I am trying to print Unicode characters in C++. My Unicode characters are Old Turkic, I have the font. When I use a letter's code it gives me another characters. For example:

#include <iostream>
#include <string>
using namespace std;

int main()
{
    string str = "\u10C00" // My character's unicode code.
    cout << str << endl;
    return 0;
}

This snipped gives an output of another letter with a 0 just after its end. For example, it gives me this (lets assume that I want to print 'Ö' letter): A0

But when I copied and pasted my actual letter to my source snippet, from character-map application in ubuntu, it gives me what I want. What is the problem here? I mean, I want use the character code way "\u10C00", but it doesn't work properly. I think this string is too long, so it uses the first 6 characters and pops out the 0 at the end. How can I fix this?

Bora Semiz
  • 223
  • 2
  • 14

2 Answers2

2

std::string does not really support unicode, use std::wstring instead. but even std::wstring could have problems since it does not support all sizes.

an alternative would be to use some external string class such as Glib::ustring if you use gtkmm or QString in case of Qt.
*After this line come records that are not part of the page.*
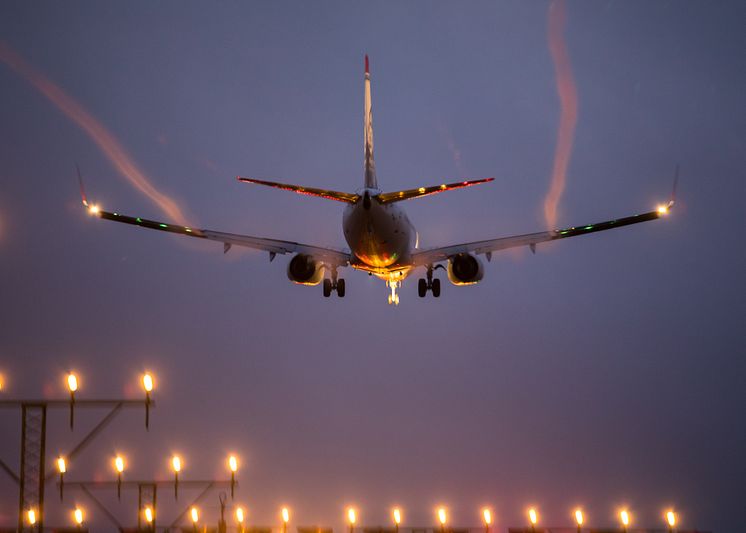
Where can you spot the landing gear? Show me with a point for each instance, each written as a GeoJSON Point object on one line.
{"type": "Point", "coordinates": [334, 284]}
{"type": "Point", "coordinates": [423, 285]}
{"type": "Point", "coordinates": [393, 297]}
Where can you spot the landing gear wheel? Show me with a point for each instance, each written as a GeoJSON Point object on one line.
{"type": "Point", "coordinates": [436, 288]}
{"type": "Point", "coordinates": [422, 287]}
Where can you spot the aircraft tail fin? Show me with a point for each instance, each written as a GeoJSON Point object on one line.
{"type": "Point", "coordinates": [346, 197]}
{"type": "Point", "coordinates": [370, 166]}
{"type": "Point", "coordinates": [398, 196]}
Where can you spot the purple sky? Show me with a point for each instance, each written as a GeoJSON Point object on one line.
{"type": "Point", "coordinates": [604, 371]}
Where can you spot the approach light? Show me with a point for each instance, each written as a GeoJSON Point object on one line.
{"type": "Point", "coordinates": [624, 517]}
{"type": "Point", "coordinates": [78, 516]}
{"type": "Point", "coordinates": [72, 382]}
{"type": "Point", "coordinates": [176, 465]}
{"type": "Point", "coordinates": [487, 515]}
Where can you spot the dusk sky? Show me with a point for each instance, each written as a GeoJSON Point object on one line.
{"type": "Point", "coordinates": [606, 371]}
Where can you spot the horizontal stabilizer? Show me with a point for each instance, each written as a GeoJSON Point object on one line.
{"type": "Point", "coordinates": [347, 197]}
{"type": "Point", "coordinates": [389, 197]}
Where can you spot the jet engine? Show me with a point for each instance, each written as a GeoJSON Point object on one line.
{"type": "Point", "coordinates": [305, 270]}
{"type": "Point", "coordinates": [464, 269]}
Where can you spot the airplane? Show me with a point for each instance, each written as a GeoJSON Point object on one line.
{"type": "Point", "coordinates": [382, 241]}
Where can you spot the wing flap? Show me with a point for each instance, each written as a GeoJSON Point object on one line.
{"type": "Point", "coordinates": [346, 197]}
{"type": "Point", "coordinates": [434, 255]}
{"type": "Point", "coordinates": [273, 246]}
{"type": "Point", "coordinates": [398, 196]}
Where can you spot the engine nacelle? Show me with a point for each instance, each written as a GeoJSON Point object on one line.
{"type": "Point", "coordinates": [305, 270]}
{"type": "Point", "coordinates": [464, 269]}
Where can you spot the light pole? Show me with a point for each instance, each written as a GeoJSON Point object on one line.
{"type": "Point", "coordinates": [176, 465]}
{"type": "Point", "coordinates": [62, 468]}
{"type": "Point", "coordinates": [119, 467]}
{"type": "Point", "coordinates": [233, 466]}
{"type": "Point", "coordinates": [72, 385]}
{"type": "Point", "coordinates": [579, 518]}
{"type": "Point", "coordinates": [147, 383]}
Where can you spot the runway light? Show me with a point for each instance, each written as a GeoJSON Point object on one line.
{"type": "Point", "coordinates": [72, 382]}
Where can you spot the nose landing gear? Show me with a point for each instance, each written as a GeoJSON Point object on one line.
{"type": "Point", "coordinates": [429, 284]}
{"type": "Point", "coordinates": [334, 284]}
{"type": "Point", "coordinates": [393, 297]}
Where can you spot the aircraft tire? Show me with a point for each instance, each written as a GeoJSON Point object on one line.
{"type": "Point", "coordinates": [422, 287]}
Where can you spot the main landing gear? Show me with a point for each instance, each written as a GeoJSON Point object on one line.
{"type": "Point", "coordinates": [423, 285]}
{"type": "Point", "coordinates": [334, 284]}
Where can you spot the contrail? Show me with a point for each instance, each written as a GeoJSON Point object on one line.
{"type": "Point", "coordinates": [557, 16]}
{"type": "Point", "coordinates": [95, 130]}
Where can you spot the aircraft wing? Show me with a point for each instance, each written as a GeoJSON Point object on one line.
{"type": "Point", "coordinates": [434, 255]}
{"type": "Point", "coordinates": [273, 246]}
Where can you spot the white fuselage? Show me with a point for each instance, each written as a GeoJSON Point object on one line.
{"type": "Point", "coordinates": [381, 237]}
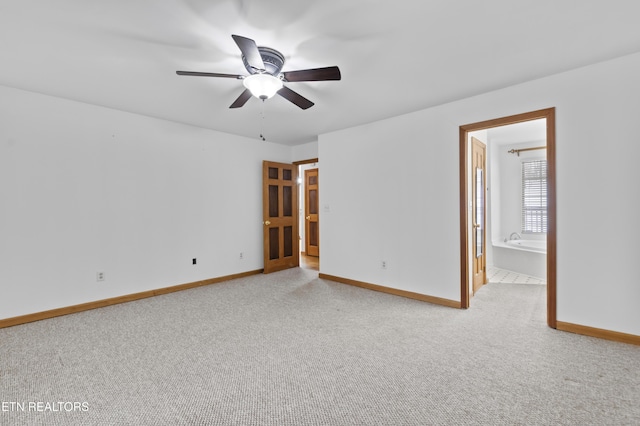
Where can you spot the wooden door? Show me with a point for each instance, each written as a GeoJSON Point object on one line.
{"type": "Point", "coordinates": [479, 212]}
{"type": "Point", "coordinates": [312, 225]}
{"type": "Point", "coordinates": [280, 216]}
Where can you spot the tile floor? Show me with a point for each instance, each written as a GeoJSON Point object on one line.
{"type": "Point", "coordinates": [496, 275]}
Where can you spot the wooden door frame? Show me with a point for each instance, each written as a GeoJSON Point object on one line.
{"type": "Point", "coordinates": [300, 163]}
{"type": "Point", "coordinates": [549, 115]}
{"type": "Point", "coordinates": [474, 191]}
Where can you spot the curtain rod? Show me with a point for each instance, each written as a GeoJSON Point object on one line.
{"type": "Point", "coordinates": [517, 151]}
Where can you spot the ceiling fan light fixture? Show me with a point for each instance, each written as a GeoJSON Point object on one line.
{"type": "Point", "coordinates": [262, 86]}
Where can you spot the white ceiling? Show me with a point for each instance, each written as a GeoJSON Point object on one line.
{"type": "Point", "coordinates": [395, 56]}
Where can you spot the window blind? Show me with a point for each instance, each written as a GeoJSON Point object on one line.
{"type": "Point", "coordinates": [534, 196]}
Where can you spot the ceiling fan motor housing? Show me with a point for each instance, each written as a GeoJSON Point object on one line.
{"type": "Point", "coordinates": [273, 61]}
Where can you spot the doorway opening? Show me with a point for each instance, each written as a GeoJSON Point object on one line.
{"type": "Point", "coordinates": [476, 240]}
{"type": "Point", "coordinates": [309, 226]}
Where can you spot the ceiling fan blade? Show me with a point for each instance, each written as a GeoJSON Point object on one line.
{"type": "Point", "coordinates": [242, 99]}
{"type": "Point", "coordinates": [316, 74]}
{"type": "Point", "coordinates": [209, 74]}
{"type": "Point", "coordinates": [250, 51]}
{"type": "Point", "coordinates": [295, 98]}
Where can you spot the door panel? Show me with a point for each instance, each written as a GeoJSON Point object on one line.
{"type": "Point", "coordinates": [280, 213]}
{"type": "Point", "coordinates": [312, 220]}
{"type": "Point", "coordinates": [479, 212]}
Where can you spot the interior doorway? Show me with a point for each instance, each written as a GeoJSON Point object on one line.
{"type": "Point", "coordinates": [468, 228]}
{"type": "Point", "coordinates": [309, 226]}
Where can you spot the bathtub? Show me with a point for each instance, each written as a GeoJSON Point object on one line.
{"type": "Point", "coordinates": [536, 246]}
{"type": "Point", "coordinates": [527, 257]}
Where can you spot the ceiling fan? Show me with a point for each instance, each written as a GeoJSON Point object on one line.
{"type": "Point", "coordinates": [265, 79]}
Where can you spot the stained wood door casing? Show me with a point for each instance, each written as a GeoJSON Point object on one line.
{"type": "Point", "coordinates": [312, 223]}
{"type": "Point", "coordinates": [280, 216]}
{"type": "Point", "coordinates": [479, 212]}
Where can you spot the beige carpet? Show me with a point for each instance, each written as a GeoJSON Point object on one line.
{"type": "Point", "coordinates": [290, 349]}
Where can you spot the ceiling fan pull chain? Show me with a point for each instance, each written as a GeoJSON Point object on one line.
{"type": "Point", "coordinates": [262, 121]}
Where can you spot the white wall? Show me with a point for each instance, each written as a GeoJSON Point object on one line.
{"type": "Point", "coordinates": [391, 191]}
{"type": "Point", "coordinates": [307, 151]}
{"type": "Point", "coordinates": [87, 189]}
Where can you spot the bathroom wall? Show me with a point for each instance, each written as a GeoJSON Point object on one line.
{"type": "Point", "coordinates": [506, 176]}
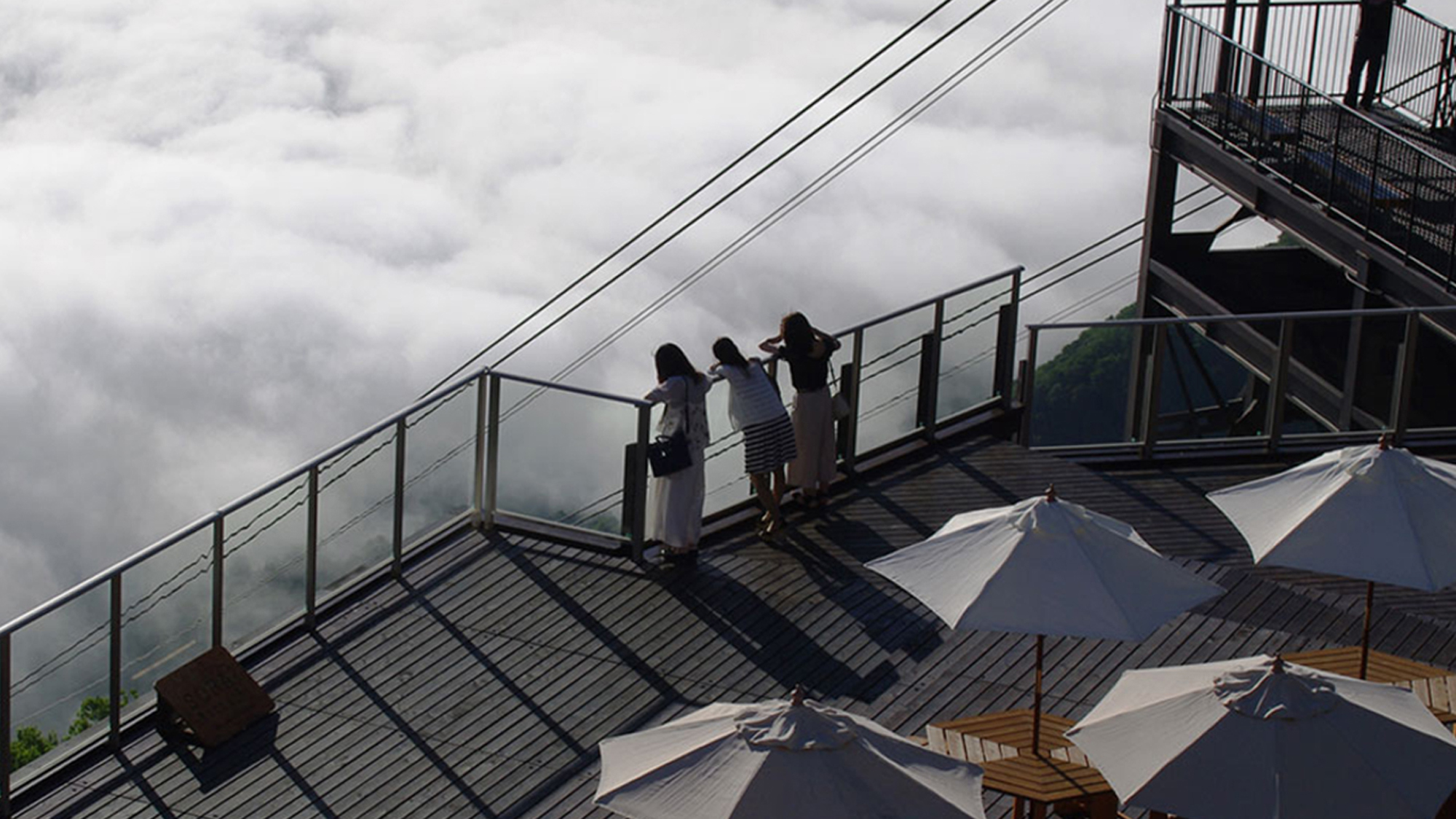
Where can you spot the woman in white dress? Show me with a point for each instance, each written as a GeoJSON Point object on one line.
{"type": "Point", "coordinates": [676, 518]}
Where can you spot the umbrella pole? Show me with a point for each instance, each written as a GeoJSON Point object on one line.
{"type": "Point", "coordinates": [1036, 704]}
{"type": "Point", "coordinates": [1365, 634]}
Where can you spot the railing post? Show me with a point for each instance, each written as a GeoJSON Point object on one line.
{"type": "Point", "coordinates": [1004, 368]}
{"type": "Point", "coordinates": [7, 762]}
{"type": "Point", "coordinates": [1152, 392]}
{"type": "Point", "coordinates": [1314, 46]}
{"type": "Point", "coordinates": [311, 551]}
{"type": "Point", "coordinates": [930, 389]}
{"type": "Point", "coordinates": [219, 555]}
{"type": "Point", "coordinates": [1029, 387]}
{"type": "Point", "coordinates": [493, 451]}
{"type": "Point", "coordinates": [1279, 385]}
{"type": "Point", "coordinates": [1005, 353]}
{"type": "Point", "coordinates": [1352, 375]}
{"type": "Point", "coordinates": [114, 682]}
{"type": "Point", "coordinates": [1262, 30]}
{"type": "Point", "coordinates": [638, 488]}
{"type": "Point", "coordinates": [1404, 378]}
{"type": "Point", "coordinates": [1173, 28]}
{"type": "Point", "coordinates": [398, 539]}
{"type": "Point", "coordinates": [481, 430]}
{"type": "Point", "coordinates": [1224, 79]}
{"type": "Point", "coordinates": [850, 382]}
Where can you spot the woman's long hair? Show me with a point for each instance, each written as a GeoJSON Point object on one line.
{"type": "Point", "coordinates": [799, 334]}
{"type": "Point", "coordinates": [673, 362]}
{"type": "Point", "coordinates": [727, 352]}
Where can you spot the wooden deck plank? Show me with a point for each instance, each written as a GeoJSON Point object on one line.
{"type": "Point", "coordinates": [484, 682]}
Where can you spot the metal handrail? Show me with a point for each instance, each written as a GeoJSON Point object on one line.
{"type": "Point", "coordinates": [1279, 376]}
{"type": "Point", "coordinates": [1221, 318]}
{"type": "Point", "coordinates": [228, 509]}
{"type": "Point", "coordinates": [1313, 91]}
{"type": "Point", "coordinates": [558, 387]}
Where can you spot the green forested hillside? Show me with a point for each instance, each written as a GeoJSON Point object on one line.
{"type": "Point", "coordinates": [1081, 394]}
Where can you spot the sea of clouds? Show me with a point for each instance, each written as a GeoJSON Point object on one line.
{"type": "Point", "coordinates": [235, 234]}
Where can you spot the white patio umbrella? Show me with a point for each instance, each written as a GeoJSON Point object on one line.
{"type": "Point", "coordinates": [781, 759]}
{"type": "Point", "coordinates": [1046, 566]}
{"type": "Point", "coordinates": [1365, 512]}
{"type": "Point", "coordinates": [1262, 737]}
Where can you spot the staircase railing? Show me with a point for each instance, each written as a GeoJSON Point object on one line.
{"type": "Point", "coordinates": [491, 449]}
{"type": "Point", "coordinates": [1314, 41]}
{"type": "Point", "coordinates": [1315, 381]}
{"type": "Point", "coordinates": [1391, 189]}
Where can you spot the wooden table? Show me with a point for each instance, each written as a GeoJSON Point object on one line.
{"type": "Point", "coordinates": [1436, 688]}
{"type": "Point", "coordinates": [1059, 775]}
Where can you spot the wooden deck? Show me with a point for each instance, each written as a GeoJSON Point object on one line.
{"type": "Point", "coordinates": [481, 684]}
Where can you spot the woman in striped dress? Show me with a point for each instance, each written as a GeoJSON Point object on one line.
{"type": "Point", "coordinates": [756, 408]}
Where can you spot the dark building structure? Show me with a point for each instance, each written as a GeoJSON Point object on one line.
{"type": "Point", "coordinates": [1251, 100]}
Almost each GUI toolkit and other libraries provide it's own string class to handle unicode.

codekiddy
  • 5,897
  • 9
  • 50
  • 80
  • Does `std::wstring` supports Private Use Are? Because if I could succeed my trials, I will use that area, since I have a project which involves multiple ancient language. – Bora Semiz Mar 05 '15 at 00:19
  • I'm not sure about that, see this for example: http://stackoverflow.com/questions/19193429/why-are-certain-unicode-characters-causing-stdwcout-to-fail-in-a-console-app – codekiddy Mar 05 '15 at 00:22
2

After escape /u must be exactly 4 hexadecimal characters. If you need more, you should use /U. The second variant takes 8 characters.

Example:

"\u00D6"      // 'Ö' letter
"\u10C00"     // incorrect escape code!
"\U00010C00"  // your character
Piotr Siupa
  • 3,929
  • 2
  • 29
  • 65